Lab 1B: Get the Picture?

Lab 1B - Get the picture?

Directions: Follow along with the slides and answer the questions in bold font in your journal.

Where'd we leave off ...

  • In the previous lab, we started to get acquainted with the layout of RStudio and some of the commands.

  • In this lab, we'll learn about different types of variables.

    – Such as those that are measured by numbers and others that have values that are categories.

  • We'll also look at ways to visualize these different types of data using plots (A word data scientists use interchangeably with the word graph).

  • Find the History tab in RStudio and click on it. Figure out how to use the information to reload the cdc data.

Variable Types

  • Numerical variables have values that are measured in units.

  • Categorical Variables have values that describe or categorize our observations.

  • View your cdc data and find the columns for height and gender (Use the History pane again if you need help to View your data).

    Is height a numerical or categorical variable? Why?

    Is gender a numerical or categorical variable? Why?

    List either the different categories or what you think the measured units are for height and gender.

Which is which?

  • Run the code you used in the previous lab to display the names of your cdc data's variables (Use the code displayed in the History pane to resubmit previously typed commands). Use the code's output to help you complete the following:

    Write down 3 variables that you think are categorical variables and why.

    Write down 3 variables that you think are numerical variables and why.

Data Structures

  • One way to get a good summary of your data is to look at the data's structure.

    – One way to view this info would be to click on the little blue arrow next to cdc in the Environment pane.

    – Another way would be to run the following in the console:

    str(cdc)
    
  • Look at the structure of your cdc data and answer:

  • List all the types of info the str() function outputs

  • Were you able to correctly guess which variables were categorical and numeric? Which ones did you mis-label?

Visualizing data

  • Visualizing data is a really helpful way to learn about our variables.

    – Making a picture of the distribution of a variable is a good way to begin visualizing data.

    – Remember: A distribution gives us the values of the variable and tells us how many of these values we have in our data set.

  • Choose one numeric and one categorical variable from the data and create both a bargraph and a histogram for each variable.

    Which function, either bargraph or histogram is better at visualizing categorical variables? Which is better at visualizing numerical variables?

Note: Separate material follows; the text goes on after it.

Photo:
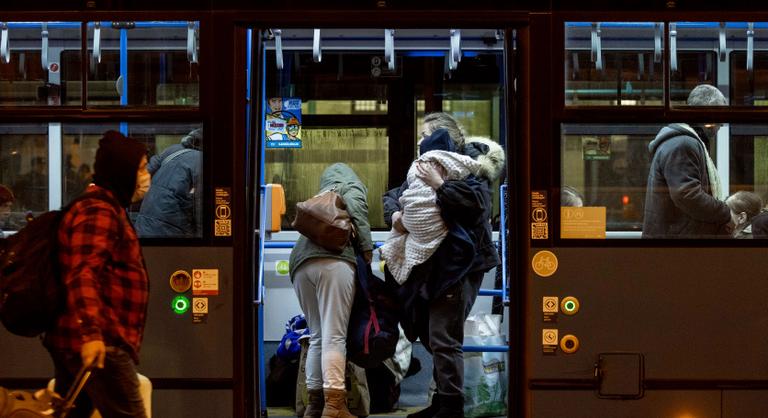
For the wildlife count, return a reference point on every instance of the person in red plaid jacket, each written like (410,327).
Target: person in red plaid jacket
(107,285)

How often do people text & drive?

  • Make a graph that shows how often people in our data texted while driving.

    What does the y-axis represent?

    What does the x-axis tell us?

    Would you say that most people never texted while driving? What does the word most mean?

    Approximately what percent of the people texted while driving for 20 or more days? (Hint: There's 15,624 students in our data.

Does texting and driving differ by gender?

  • Fill in the blanks with the correct variables to create a side-by-side bargraph:

    bargraph (~ ____ , data = ____ , groups = ____ )
    
  • Write a sentence explaining how boys and girls differ in their use texting while driving.

  • Would you say that most girls never text and drive? Would you say that most boys never text and drive?

  • How did including the groups argument in your code change the graph?

Do males/females have similar heights?

  • To answer this, what we'd like to do is visualize the distributions of heights, separately, for males and females.

    – This way, we can easily compare them.

  • Use the groups argument to create a histogram for the height of males and females.

    Can you use this graphic to answer the question at the top of the slide? Why or why not?

    Is grouping numeric values, such as heights, as helpful as grouping categorical variables, such as texting & driving?

Do males/females have similar heights?

  • groups uses color to differentiate between groups.

    Why does this work for bargraphs but not for for histograms?

  • Fill in the blanks with the correct variables to create a split histogram (The " | " symbol is usually between the delete and enter keys on a keyboard) to answer the questions below:

    histogram (~ ____ | ____ , data = ____ )
    

  • Do you think males & females have similar heights? Use the plot you create to justify your answer.

  • Just like we did for the histogram, is it possible to create a split bargraph? Try to create a bargraph of drive_text that's split by gender to find out.

On your own:

  • In this lab, we looked at boy's and girl's attitudes about using texting & driving:

  • What other factors do you think might affect how often people text and drive?

    Choose one variable from the cdc data, make a graph, and use the graph to describe how drive_text use differs with this variable.